When you were on a sparsely populated planet you were forced, no pun intended, to notice the other people when you met them because it was such a novelty. 
Grogu then wondered if instead of being a bounty, she was actually a bounty hunter? That made more sense. They’d already been chased by a bunch of different bounty hunters. Why someone would be waiting on Sorgan to find them didn’t make sense, but maybe it wouldn’t be a problem until it was a problem. 
Either way the Mandalorian took an interest and asked the tavern keeper about the woman with the skin markings. By the time her briefing was done, Din had ordered a cup of broth for Grogu to drink and the tavern keeper had a crush on the Mandalorian. Grogu knew that because of how the human female had smiled him and rushed off to help in any way she could. He’d been to a lot places where tavern keepers took their time and kept their mouths in a firm, silent line. This was different.
When the tavern keeper walked away the woman with the skin markings was gone and the Mandalorian seemed alarmed by that. He flipped the tavern keeper a credit bar and left the tavern. Grogu found that all fascinating. Humans were strange. He could have just stayed and talked to the perfectly nice person, but no, he had to go investigate the other one. There was no accounting for taste.
The nice person brought him a cup of bone broth and Grogu was glad to see it. He was hungry. He would have liked to have had some frogs or gorgs or even dung worms to go with it. But the broth was tasty and he liked it. 
But he didn’t like that the Mandalorian wasn’t back yet. What if he got lost? Or hurt? Or kidnapped! That wouldn’t be good. Grogu carefully climbed down from his seat and when no one was looking, used the Force to retrieve his cup of broth. He didn’t want to not eat just because he was on the hunt for the Mandalorian. Never give up an opportunity to eat or sleep. Grogu didn’t remember which Jedi master had told him that, but he knew it had been good advice. 
He left the tavern, having avoided the obnoxious Loth-cat, and went outside to find the Mandalorian.

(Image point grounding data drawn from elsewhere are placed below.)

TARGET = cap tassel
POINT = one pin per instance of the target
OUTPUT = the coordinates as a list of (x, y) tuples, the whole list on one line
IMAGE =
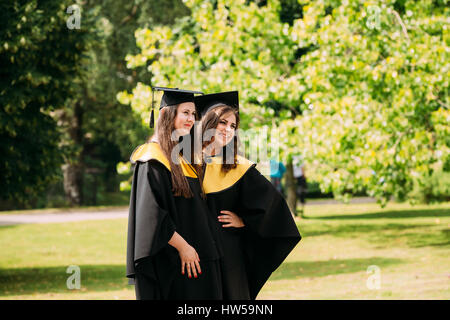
[(152, 116), (152, 119)]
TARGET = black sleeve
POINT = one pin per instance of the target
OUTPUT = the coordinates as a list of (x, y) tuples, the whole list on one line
[(272, 232), (150, 226)]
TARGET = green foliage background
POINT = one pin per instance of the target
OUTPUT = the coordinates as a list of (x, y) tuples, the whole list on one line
[(358, 88)]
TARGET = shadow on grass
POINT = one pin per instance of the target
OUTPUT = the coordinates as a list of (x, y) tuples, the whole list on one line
[(311, 269), (22, 281), (353, 230), (393, 214), (385, 235)]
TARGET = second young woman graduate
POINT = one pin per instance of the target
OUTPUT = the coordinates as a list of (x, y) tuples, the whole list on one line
[(256, 229), (171, 247)]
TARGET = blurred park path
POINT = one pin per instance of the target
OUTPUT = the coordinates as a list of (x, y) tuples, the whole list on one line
[(63, 216)]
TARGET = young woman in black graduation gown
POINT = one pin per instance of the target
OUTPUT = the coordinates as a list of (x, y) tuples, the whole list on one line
[(256, 230), (171, 246)]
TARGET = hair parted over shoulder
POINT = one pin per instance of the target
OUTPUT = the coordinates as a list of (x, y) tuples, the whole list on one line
[(211, 121), (164, 128)]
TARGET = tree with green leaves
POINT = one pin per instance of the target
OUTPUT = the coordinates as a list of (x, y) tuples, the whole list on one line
[(359, 89), (40, 56)]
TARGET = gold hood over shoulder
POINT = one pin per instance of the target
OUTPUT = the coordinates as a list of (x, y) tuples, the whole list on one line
[(152, 151)]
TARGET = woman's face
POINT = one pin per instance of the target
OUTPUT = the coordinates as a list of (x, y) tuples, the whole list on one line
[(185, 117), (225, 129)]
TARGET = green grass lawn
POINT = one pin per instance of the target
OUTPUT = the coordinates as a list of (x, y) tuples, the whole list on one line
[(409, 245)]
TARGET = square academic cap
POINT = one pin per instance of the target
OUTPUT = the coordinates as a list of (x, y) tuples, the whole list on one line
[(204, 102), (171, 97)]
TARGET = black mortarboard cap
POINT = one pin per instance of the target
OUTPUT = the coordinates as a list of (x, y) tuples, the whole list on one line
[(171, 97), (204, 102)]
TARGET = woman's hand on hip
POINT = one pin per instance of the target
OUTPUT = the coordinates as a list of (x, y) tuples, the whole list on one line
[(230, 219), (190, 261)]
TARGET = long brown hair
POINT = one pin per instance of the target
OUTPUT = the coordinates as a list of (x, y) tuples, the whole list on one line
[(211, 121), (165, 127)]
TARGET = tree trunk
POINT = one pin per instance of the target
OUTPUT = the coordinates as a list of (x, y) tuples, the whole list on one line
[(73, 170), (73, 183), (291, 195)]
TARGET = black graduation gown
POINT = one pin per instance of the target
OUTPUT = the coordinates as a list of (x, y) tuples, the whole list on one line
[(252, 253), (154, 215)]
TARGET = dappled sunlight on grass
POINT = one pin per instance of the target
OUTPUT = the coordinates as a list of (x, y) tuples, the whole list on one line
[(339, 243)]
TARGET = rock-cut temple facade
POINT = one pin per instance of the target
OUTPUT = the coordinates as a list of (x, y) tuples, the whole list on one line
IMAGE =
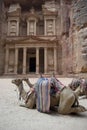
[(43, 36)]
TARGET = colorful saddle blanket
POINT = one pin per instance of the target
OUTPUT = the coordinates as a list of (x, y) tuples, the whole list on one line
[(43, 95)]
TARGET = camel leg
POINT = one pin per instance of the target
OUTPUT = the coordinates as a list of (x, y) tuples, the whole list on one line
[(67, 99)]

He didn’t have to go very far. There they were, the Mandalorian and the woman with the skin markings, laying on the ground with their weapons pointed at each other. He took a sip of his bone broth. 
He was glad that nothing bad had happened to his guardian and it didn’t seem like he needed any healing. He wondered briefly if this was a strange Mandalorian custom. It seemed likely. Grogu preferred the Jedi method of meeting new people. It started with saying, ‘Hello there’.